Why this one is unique
Every template in our template library deliberately differs from our other service templates along four axes. Here's where BrightWash stakes its own ground.
Palette
Deep slate-blue grounding a single electric aqua — "clean water," energetic, not the soft pastels or earth tones other trades lean on.
Typography
Archivo Expanded, wide and heavy in uppercase — an industrial, physical voice, not a friendly rounded or elegant serif.
Layout
Full-bleed photographic hero over a scrim, followed by a confident stat band — image-forward, not a card grid or split layout.
Signature
A power-wash wipe reveal: pointer-cleaned in the hero, auto-swept once on scroll. Pointedly not a draggable before/after slider.

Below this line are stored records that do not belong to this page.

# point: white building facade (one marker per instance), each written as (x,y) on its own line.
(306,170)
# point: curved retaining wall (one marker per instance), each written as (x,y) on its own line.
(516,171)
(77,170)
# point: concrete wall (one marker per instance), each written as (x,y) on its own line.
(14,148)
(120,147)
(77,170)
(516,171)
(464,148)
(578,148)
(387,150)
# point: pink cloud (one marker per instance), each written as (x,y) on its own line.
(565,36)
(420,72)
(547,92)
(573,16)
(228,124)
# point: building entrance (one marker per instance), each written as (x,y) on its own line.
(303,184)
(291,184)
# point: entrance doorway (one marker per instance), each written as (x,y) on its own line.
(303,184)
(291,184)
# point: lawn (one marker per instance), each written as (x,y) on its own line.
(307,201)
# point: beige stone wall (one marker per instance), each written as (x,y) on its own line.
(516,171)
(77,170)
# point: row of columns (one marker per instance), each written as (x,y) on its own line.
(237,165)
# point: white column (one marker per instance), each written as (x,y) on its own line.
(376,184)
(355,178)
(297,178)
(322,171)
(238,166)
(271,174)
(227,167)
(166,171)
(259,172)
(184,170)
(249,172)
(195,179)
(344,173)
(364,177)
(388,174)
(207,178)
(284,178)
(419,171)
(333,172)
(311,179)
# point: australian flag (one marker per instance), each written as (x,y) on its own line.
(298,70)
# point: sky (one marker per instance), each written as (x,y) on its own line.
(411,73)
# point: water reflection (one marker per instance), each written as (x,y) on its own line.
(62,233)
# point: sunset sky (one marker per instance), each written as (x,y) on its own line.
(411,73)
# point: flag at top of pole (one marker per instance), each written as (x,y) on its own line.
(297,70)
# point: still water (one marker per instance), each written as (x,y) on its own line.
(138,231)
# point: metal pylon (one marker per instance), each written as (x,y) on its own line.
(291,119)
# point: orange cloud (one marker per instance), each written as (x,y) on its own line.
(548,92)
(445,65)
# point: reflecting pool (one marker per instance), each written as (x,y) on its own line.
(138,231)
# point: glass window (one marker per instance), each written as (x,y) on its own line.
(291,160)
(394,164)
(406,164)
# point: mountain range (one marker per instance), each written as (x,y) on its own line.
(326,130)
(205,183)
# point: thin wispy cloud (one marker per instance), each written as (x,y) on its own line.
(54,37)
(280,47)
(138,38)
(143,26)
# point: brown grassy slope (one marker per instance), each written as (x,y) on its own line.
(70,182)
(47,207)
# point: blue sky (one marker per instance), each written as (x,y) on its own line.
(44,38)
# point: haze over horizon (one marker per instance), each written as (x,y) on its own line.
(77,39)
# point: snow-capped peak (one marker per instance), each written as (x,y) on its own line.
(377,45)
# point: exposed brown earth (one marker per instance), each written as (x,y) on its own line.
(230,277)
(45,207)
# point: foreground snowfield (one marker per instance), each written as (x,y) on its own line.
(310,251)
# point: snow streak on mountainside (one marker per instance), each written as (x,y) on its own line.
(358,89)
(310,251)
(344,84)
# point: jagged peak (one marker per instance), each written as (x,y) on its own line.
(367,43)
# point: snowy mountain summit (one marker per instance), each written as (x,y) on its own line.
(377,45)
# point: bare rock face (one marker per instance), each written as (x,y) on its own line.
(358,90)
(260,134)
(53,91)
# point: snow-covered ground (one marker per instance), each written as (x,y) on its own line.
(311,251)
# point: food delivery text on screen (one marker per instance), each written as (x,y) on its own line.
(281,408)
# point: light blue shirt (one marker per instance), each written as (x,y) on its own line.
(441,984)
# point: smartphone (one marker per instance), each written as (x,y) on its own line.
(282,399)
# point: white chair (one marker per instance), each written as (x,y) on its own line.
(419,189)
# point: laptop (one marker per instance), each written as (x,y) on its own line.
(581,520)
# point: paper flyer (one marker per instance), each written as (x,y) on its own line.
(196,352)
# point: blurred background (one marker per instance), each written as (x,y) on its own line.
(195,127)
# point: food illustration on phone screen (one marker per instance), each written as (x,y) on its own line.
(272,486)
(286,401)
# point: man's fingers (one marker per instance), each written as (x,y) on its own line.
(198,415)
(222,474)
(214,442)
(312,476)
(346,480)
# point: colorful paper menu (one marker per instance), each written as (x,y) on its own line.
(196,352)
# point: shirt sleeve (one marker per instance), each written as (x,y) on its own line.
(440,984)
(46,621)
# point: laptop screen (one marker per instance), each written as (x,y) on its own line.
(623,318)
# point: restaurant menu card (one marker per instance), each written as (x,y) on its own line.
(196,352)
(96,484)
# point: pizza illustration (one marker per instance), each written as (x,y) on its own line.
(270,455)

Design hypothesis: pressure washing sells on the satisfying transformation. Letting a visitor watch dirty become clean in one motion is the strongest possible proof — it triggers the "I want that for my house" impulse faster than any headline can.
What that buys the business owner: the most emotional part of your service — the reveal — happens on the homepage, before anyone reads a price. Prospects arrive at your quote form already convinced, so the form's only job is to be short enough not to lose them. The wipe also doubles as your portfolio: it demonstrates results without needing a wall of matched before/after photos, and it recolors to your brand automatically. Because it's plain HTML with no dependencies, it loads instantly on a phone in a driveway and will still run, untouched, years from now.